Faucet handles

From Joe Transue on Facebook this morning, this piece of hardware from the Pfister company:

(#1) Joe: WTV?

In three languages, a head noun meaning ‘handle’ with the modifier Verve (prenominal in English, postnominal in French and Spanish): Verve handle, poignée Verve, manija Verve.

One reader took Verve to be the noun verve: ‘vigor and spirit or enthusiasm’ (NOAD) and played with that:

Rarely do you see such lively, talented, energetic & animated handles. You are lucky to have found one. Makes lavatory stops much more enjoyable!

But Joe took Verve to be an error, and appealed to me as an authority on errors in speech and writing:

Old post… But Arnold Zwicky do you have any idea what is up with this? I think this is a seriously strange error. At first I thought it might be some sort of trade name for the part, but I’m about 99% sure they mean VALVE.

But no. As you might have expected from the form Verve in three different languages, not an error — but the name of a type of faucet handle. From the wonderful world of hardware terminology.

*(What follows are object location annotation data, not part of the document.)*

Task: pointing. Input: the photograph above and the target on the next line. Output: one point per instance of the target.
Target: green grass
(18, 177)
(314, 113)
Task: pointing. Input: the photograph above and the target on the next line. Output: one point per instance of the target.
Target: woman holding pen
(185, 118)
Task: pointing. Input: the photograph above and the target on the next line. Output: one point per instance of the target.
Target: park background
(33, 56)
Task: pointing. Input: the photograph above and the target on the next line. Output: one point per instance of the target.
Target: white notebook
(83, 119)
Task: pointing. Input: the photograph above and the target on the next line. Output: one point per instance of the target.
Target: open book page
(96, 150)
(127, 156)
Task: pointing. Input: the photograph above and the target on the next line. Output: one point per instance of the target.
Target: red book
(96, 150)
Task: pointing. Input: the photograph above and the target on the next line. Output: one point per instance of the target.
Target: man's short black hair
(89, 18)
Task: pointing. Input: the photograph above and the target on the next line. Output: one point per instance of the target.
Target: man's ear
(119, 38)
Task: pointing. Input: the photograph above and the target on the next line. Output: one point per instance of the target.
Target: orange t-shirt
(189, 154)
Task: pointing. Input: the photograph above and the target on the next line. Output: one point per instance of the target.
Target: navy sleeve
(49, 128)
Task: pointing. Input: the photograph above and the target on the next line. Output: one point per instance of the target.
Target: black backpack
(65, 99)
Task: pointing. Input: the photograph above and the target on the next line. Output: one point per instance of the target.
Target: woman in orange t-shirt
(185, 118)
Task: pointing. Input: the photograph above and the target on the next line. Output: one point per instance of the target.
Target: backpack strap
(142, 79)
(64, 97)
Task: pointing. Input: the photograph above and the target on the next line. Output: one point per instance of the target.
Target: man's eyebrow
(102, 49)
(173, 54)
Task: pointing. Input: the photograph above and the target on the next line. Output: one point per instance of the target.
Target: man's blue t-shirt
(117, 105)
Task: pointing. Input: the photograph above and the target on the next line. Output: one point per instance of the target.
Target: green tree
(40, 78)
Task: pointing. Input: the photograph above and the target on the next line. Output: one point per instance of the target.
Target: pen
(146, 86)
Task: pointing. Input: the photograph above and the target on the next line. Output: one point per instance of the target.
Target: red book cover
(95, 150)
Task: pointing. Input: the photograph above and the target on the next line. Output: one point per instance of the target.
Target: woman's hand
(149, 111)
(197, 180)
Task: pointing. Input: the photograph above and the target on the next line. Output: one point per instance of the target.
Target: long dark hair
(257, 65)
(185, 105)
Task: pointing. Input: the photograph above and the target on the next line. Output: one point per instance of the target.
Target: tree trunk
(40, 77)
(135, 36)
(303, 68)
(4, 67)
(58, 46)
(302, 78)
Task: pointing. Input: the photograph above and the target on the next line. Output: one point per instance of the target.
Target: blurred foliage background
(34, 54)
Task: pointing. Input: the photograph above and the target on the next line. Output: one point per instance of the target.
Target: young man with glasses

A Pfister handle from Home Depot:

(#2) Verve faucet handle up close

This OEM (original equipment manufacturer) 940-333 New style Verve large replacement handle. This genuine part includes polish chrome single handle, set screw and new diverter replacement button. Used to replace diverter handle in tub and shower faucets.

There are a number of variations on the general scheme. I don’t know how this style got the name Verve, but there’s a different style with the equally opaque name Windsor, plus other styles of faucet handles with more descriptive names: Cross, Lever, Tee (or T), and Wheel.